Irritable bowel syndrome (IBS) is a functional GI disorder characterized by abdominal pain and altered bowel habits in the absence of specific organic pathology. Patients often experience the onset of symptoms as young adults and most patients have their first symptoms before the age of 35. An estimated 20–50% of GI referrals are due to IBS. In the West, female patients predominate; in India however most reporting patients are young men, probably because of social inhibition in females.
Rome IV defines IBS as: Recurrent abdominal pain on average at least 1 day a week in the last 3 months, beginning at least 6 months ago associated with two or more of the following:
- Related to defecation;
- Associated with a change in a frequency of stool;
- Associated with a change in form (consistency) of stool
Abdominal pain or discomfort in IBS improves after passing stool and / or has onset with a change in frequency or form of stool. Pain frequently is diffuse commonly in lower abdomen and without radiation. It may be mild enough to be ignored or it may interfere with daily activities. Despite pain the appetite of the patient is often normal, and pain is mostly limited to waking hours, thus patients are not sleep deprived.

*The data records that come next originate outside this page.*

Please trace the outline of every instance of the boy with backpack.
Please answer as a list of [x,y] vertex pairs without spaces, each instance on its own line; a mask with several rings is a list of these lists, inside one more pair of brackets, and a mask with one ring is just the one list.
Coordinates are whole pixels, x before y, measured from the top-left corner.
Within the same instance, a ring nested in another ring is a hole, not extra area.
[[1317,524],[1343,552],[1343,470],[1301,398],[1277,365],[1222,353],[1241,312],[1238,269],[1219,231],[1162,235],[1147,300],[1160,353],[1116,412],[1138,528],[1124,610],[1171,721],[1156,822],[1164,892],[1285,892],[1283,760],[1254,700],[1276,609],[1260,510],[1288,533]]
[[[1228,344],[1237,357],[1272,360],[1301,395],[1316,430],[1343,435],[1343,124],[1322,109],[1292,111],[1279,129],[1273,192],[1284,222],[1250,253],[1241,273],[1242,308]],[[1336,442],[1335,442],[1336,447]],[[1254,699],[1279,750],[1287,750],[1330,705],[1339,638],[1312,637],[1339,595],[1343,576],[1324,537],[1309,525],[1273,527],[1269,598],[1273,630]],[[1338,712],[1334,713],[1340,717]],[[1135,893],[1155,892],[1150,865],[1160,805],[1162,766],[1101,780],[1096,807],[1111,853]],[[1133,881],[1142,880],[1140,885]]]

Altered bowel habit is the most consistent clinical feature in IBS. Four bowel patterns may be seen with irritable bowel syndrome. These patterns include
- IBS-D (diarrhoea predominant),
- IBS-C (constipation predominant),
- IBS-M (mixed diarrhoea and constipation), and
- IBS-A / IBS-U (alternating diarrhoea and constipation/ Un-sub typed).
Within 1 year, 75% of patients change subtypes, and 29% switch between constipation-predominant IBS to diarrhoea-predominant IBS. The most common pattern is constipation alternating with diarrhoea. IBS patient may complain of constipation with symptoms of hard stools of narrow caliber, painful or infrequent and does not respond to laxatives. Initially episodic, constipation may eventually become continuous. Most patients also complain of incomplete evacuation, thus leading to repeated attempts at defecation in a short span of time. IBS-C patients may have week or months of constipation interrupted with brief periods of diarrhoea. Diarrhoea usually is small volume, with evacuation preceded by urgency or frequent defecation. Urgency after eating food is common, as is alternation between constipation and diarrhoea. Nocturnal diarrhoea does not occur in IBS. Diarrhoea may be aggravated by emotional distress or eating. Stool may be accompanied by passage of mucus. Bleeding per rectum is not a feature of IBD unless haemorrhoids are present.
Patients with IBS frequently complain of abdominal distension and increased belching or flatulence, all of which they attribute to increased gas. The reason often is impaired transit and reduced tolerance of intestinal gas loads.
IBS has both physiological and psychological determinants. The severity of IBS is multi-dimentional depends upon the patient perception due to bio-psycho-social factors. IBS severity may also differ in same individual over time. About 50% of IBS patients referred to hospital meet criteria for a psychiatric diagnosis including anxiety, depression, somatisation and neurosis.
Why choose Homoeopathy for IBS
Conventional treatments typically do not get to the root of the problem or provide anything but partial symptomatic relief in IBS as it only treats the clinical symptoms of disease not the ‘individual’ suffering from them. Homoeopathy on the other hand considers no patient is alike in physical, mental and behavioural patterns. It invariably attaches greatest importance to the cause as opposed to the end result. The physical make-up of the patient as well as intellectual and mental characteristics is studies to find the suitable medicine. Being holistic and free from side effects, Homoeopathy is a good treatment option for IBS with high success rate.